Q16. Define the following:
(a) Value addition
(b) Gross Domestic Product
(c) Flow variables
(d) Income from property and entrepreneurship
Ans : (a) Value Addition is the contribution of the enterprise to the current flow of goods and service. In other words, value added can be defined as the difference between value of output of a firm in a n accounting year and value of inputs brought from other firms (or value of intermediate consumption). Value added = Value of Output – Value of Inputs
(b) Gross Domestic Product (GDP) : Gross Domestic Product (GDP) is the market value of all the final goods and services produced within the domestic territory of a country during a year.
(c) Flow Variables : A flow is a quantity of any economic variable which is measured during a period of time (or per unit of time) say, a week, a month or a year. For example, monthly wages of a worker, the per hour speed of a train, production of cloth during a year etc.
(d) Income from property and entrepreneurship in the form of rent, royalty, interest and profit is termed as operating surplus.
(i) Income from Property : There are two principal forms of the income from property :
(a) rent and royalty and (b) interest.
(ii) Income from Entrepreneurship (Profit) : Profit is a residual factor payment to the owners of an enterprise.
Q17. What are non-monetary exchanges? Discuss with a suitable example.
Ans : Non-monetary exchanges refer to the goods and services produced but not exchanged through money, like the domestic services rendered by the members of a family to each other. The value of these services is many a times difficult to estimate and so it escapes national income estimation. These exchanges however have positive effect on the welfare of the people.
Examples of non-monetary exchanges can be exchange of plant, machinery and equipment.
Q18. Explain national income equilibrium through aggregate demand and aggregate supply. Use diagram. Also, explain the change that takes place in an economy when the economy is not in equilibrium.
Ans :
The National Income is in equilibrium when AD = AS. In the figure, the equilibrium, is at E, interaction of the AD curve and the 45° line.
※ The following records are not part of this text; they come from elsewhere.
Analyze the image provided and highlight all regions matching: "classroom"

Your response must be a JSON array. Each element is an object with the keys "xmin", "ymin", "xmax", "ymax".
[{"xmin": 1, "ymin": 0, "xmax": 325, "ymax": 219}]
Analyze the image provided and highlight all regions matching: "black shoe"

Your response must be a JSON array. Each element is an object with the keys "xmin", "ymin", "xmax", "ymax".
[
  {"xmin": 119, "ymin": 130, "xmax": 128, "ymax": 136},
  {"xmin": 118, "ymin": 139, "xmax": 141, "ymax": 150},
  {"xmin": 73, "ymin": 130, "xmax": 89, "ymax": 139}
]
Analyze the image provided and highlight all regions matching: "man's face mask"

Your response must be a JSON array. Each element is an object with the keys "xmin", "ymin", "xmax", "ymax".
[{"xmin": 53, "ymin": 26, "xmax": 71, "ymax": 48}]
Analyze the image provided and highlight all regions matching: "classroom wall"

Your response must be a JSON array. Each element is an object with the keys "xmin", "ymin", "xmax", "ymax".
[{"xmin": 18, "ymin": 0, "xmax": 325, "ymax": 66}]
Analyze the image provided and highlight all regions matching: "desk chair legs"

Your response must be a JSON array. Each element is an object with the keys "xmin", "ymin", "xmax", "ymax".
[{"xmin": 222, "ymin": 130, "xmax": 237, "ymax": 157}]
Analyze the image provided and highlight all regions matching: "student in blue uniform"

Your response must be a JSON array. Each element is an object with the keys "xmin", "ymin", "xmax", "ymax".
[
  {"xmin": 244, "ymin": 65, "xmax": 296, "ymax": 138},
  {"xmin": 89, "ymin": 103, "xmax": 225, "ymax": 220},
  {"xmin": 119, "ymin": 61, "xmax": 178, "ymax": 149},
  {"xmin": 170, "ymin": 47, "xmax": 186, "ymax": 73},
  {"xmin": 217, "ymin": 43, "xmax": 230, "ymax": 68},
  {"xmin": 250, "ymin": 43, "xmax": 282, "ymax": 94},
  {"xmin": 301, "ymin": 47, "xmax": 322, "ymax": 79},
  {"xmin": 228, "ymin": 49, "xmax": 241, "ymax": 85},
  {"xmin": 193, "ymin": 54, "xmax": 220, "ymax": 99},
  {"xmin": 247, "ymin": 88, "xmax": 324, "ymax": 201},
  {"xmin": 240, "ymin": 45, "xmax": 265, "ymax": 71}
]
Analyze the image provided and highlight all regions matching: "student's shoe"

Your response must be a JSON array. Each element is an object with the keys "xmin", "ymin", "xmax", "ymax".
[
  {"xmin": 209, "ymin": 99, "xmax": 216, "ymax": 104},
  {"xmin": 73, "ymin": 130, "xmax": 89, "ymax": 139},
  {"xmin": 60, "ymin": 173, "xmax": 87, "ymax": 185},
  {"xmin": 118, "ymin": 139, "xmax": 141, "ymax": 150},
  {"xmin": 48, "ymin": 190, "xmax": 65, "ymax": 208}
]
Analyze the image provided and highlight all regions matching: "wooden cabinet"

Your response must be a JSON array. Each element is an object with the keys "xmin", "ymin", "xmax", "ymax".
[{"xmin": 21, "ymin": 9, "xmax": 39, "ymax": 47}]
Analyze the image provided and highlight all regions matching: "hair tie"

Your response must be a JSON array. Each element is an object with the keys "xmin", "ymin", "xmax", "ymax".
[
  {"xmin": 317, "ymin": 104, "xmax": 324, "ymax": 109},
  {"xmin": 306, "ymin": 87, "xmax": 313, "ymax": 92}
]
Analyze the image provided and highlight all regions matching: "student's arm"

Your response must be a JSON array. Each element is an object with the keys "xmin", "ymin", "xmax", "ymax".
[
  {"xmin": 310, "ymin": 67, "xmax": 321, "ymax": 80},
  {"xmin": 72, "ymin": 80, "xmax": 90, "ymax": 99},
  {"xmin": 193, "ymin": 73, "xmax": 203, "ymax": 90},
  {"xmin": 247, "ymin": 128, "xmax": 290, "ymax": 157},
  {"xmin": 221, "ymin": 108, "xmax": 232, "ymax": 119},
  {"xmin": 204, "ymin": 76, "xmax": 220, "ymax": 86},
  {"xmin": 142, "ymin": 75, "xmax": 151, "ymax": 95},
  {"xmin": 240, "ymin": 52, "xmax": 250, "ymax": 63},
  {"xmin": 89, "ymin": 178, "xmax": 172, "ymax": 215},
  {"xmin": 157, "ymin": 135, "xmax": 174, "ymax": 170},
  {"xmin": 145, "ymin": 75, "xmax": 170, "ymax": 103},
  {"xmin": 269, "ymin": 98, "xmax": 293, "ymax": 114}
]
The equilibrium income is OM.
When the economy is not in equilibrium i.e. AD is not equal to AS. Suppose, AD is greater than AS (AD > AS). It will lead to fall in inventories with the producers. The producer in turn will produce more to reach the desired level of inventories stock. This raises AS till ii becomes equal to AD.
We can explain by AD < AS also.
Q19. In an economy the saving function, S = (-) 50 + 0.5Y here ( S= Saving and Y = National Income ) and Investment = Rs 7000 . From the following data calculate
a) Equilibrium level of National Income
b) Consumption Expenditure at the equilibrium level of Income
Ans : S= -50+0.5 Y
C+S=Y
=> C = Y-S
= Y - (-50+0.5 Y)
= Y + 50 - 0.5 Y
= 50 + 0.5 Y
Hence, C = 50 + 0.5 Y
At equilibrium level of output,
AS=AD
Y= C+I
=> Y= 50+ 0.5 Y + I
=> Y - 0.5 Y = 50+ 7000
=> 0.5 Y = 7,050
=> Y = 7,050/ 0.5 = 14,100 rupees
At equilibrium level of Income, consumption expenditure is
50 + 0.5 ( 14,100)
= 50 + 7,050
= Rs. 7,100
Q20. Explain the working of the investment multiplier with the help of a numerical example.
Ans : Investment Multiplier refers to increase in national income as i multiple of a given increase in Investment. Its value is determined by MPC. The value equals:
Multiplier = 1/1-MPC or 1/MPS
Suppose increase in investment is Rs.1000 and MPC = 0.8. The increase in National Income is in the following sequence.
(i) Increase in investment raises income of those who supply investment goods by Rs.1000. This is the first round increase.
(ii) Since MPC = 0.8, the income earners spend Rs.800 on consumption. This raises the income of the suppliers of consumption goods by Rs.800, This is second round increase.
(iii) In the similar way, the third round increase in Rs.640 = 800 x 0.8. In this way national income goes on increasing round after round.
(iv) The total increase in income is Rs.5,000 which equals.